# Trick-Or-Treating With Rel

What’s better than a bag full of candy for Halloween?

Here at RelationalAI, we’re passing out knowledge graphs to trick-or-treaters this year. Come and get spooked with us as we solve a Halloween logic puzzle in Rel, our relational modeling language. You’ll see how to model a problem, store facts, and infer new knowledge from those facts.

So grab your flashlight, put on your favorite costume, and let’s go trick-or-treating with Rel!

## The Setup

Four children — two girls named Judy and Jessica, and two boys named Frank and Toby — are going trick-or-treating. The children are all different ages, ranging from seven years old to 10 years old. Each child is accompanied by an adult: either their brother, sister, aunt, or uncle. They wear one of four costumes: a ghost, goblin, vampire, or werewolf. And each child carries a different color flashlight: red, blue, green, or orange.
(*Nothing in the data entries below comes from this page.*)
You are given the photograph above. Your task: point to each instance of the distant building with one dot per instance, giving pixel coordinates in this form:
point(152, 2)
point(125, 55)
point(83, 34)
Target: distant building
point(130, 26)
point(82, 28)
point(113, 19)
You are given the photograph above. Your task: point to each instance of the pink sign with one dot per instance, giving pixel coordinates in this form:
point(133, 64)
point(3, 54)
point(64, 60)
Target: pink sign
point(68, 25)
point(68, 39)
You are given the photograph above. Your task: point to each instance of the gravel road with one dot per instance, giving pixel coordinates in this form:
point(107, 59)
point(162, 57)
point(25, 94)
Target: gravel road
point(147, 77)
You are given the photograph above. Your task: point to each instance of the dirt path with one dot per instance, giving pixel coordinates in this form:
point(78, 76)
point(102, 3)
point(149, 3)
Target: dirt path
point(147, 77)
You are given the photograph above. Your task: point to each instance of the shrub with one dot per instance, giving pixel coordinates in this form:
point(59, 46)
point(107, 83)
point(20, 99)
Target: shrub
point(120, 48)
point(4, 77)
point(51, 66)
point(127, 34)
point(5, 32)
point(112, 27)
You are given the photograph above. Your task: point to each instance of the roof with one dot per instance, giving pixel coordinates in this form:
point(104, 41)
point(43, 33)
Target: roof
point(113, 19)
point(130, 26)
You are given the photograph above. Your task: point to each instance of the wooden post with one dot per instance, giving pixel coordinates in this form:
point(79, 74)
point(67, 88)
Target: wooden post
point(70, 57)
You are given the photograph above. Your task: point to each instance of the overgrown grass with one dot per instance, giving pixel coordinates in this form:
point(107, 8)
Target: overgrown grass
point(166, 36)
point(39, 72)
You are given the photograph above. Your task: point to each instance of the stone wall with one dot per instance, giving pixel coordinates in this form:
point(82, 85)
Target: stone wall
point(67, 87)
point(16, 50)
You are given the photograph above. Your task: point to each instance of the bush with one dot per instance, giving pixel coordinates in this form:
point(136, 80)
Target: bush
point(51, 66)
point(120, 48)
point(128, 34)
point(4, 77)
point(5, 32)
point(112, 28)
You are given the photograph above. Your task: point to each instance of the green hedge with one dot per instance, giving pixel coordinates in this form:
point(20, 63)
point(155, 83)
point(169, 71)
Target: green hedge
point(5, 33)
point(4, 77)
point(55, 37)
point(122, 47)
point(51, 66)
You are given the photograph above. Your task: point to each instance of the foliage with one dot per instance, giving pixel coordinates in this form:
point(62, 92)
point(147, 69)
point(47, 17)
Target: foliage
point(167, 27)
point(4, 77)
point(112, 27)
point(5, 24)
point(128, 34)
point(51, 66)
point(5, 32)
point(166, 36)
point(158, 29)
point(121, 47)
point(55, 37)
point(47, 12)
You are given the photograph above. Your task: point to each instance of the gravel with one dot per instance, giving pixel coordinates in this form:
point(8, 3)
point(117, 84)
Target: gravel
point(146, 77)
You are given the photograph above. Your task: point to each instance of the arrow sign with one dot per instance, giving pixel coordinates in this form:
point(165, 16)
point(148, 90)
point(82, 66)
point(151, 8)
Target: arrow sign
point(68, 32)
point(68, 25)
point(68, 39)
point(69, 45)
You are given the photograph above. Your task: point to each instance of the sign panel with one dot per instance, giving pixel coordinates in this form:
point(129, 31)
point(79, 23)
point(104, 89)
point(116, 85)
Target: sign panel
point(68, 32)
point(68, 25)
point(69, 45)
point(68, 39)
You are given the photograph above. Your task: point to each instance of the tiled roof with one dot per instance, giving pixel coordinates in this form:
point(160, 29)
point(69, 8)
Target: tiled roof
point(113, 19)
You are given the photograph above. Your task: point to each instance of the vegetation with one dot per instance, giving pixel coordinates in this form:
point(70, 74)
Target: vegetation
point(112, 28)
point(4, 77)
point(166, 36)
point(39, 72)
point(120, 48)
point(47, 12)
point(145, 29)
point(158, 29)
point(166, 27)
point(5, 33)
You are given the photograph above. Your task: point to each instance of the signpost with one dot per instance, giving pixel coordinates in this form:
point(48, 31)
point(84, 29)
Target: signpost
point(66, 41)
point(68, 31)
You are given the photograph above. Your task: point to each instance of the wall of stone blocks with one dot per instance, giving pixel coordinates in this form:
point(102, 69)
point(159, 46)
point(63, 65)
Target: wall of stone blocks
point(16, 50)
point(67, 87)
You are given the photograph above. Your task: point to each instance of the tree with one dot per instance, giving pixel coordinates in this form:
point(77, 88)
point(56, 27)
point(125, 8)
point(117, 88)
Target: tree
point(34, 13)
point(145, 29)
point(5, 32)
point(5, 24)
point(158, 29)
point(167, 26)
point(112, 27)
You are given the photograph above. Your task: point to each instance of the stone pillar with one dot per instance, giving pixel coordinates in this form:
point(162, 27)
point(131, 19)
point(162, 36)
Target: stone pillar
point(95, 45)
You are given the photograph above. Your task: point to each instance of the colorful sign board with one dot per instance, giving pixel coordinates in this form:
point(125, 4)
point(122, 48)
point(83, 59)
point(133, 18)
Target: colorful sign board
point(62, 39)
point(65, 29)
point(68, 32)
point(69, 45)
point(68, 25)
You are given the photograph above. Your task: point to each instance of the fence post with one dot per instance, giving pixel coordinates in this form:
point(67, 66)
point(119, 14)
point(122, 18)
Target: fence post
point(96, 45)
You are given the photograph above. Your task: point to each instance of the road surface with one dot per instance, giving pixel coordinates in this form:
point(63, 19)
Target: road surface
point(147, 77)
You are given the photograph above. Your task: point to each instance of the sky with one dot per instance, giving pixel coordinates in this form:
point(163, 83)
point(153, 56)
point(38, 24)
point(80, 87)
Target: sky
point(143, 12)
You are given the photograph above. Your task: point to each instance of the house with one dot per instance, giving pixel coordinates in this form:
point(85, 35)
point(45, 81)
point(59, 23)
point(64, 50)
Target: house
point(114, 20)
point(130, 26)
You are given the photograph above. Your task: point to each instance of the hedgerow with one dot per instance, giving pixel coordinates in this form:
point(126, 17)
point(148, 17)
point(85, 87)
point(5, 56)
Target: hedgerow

We’ll be given ten clues that we’ll have to use to figure out how old each child is, what costume they wear, which flashlight they carry, and which adult accompanies them. But first, let’s insert the base data we’re working with into our database:

```
// write query
module trick_or_treat_data
def adult = "Brother"; "Sister"; "Aunt"; "Uncle"
def age = 7; 8; 9; 10
def child = "Jessica"; "Judy"; "Frank"; "Toby"
def costume = "Ghost"; "Goblin"; "Vampire"; "Werewolf"
def flashlight = "Red"; "Blue"; "Green"; "Orange"
end
def insert:data = trick_or_treat_data
```

The `trick_or_treat`

module has five member relations: `adult`

, `age`

, `child`

, `costume`

, and `flashlight`

. Each relation is a set containing four values that are separated by semicolons. The `adult`

, `child`

, `costume`

, and `flashlight`

relations all contain strings, and the `age`

relation contains integers.

The `insert`

relation inserts the data from the `trick_or_treat`

module into the database as a base relation named `data`

. With the data inserted we can start to model the problem.

Let’s create some entity (opens in a new tab) and value types (opens in a new tab) to represent the various concepts in the model:

```
// model
entity type Adult = String
entity type Child = String
entity type Costume = String
entity type Flashlight = String
value type Age = Int
value type Color = String
value type Name = String
```

You can use entity and value types to create instances of each type. For example, `^Child["Judy"]`

creates a `Child`

instance representing the child named Judy. An entity instance is just a hash — a unique ID that can be used to identify a specific entity.

Next, let’s create *entity relations* that store instances of each entity in our model:

```
// model
def Adult = ^Adult[name] from name in data:adult
def Child = ^Child[name] from name in data:child
def Costume = ^Costume[name] from name in data:costume
def Flashlight = ^Flashlight[color] from color in data:flashlight
```

We’ll also create a relation to store the four ages of each child:

```
// model
def Ages = ^Age[age] from age in data:age
```

Age is a property of a child. Normally, properties are assigned to entities using *property edges* — relations containing tuples that pair an entity hash with a value type instance. In this case, however, defining `Ages`

in a way that mimics an entity relation will help simplify our reasoning later on.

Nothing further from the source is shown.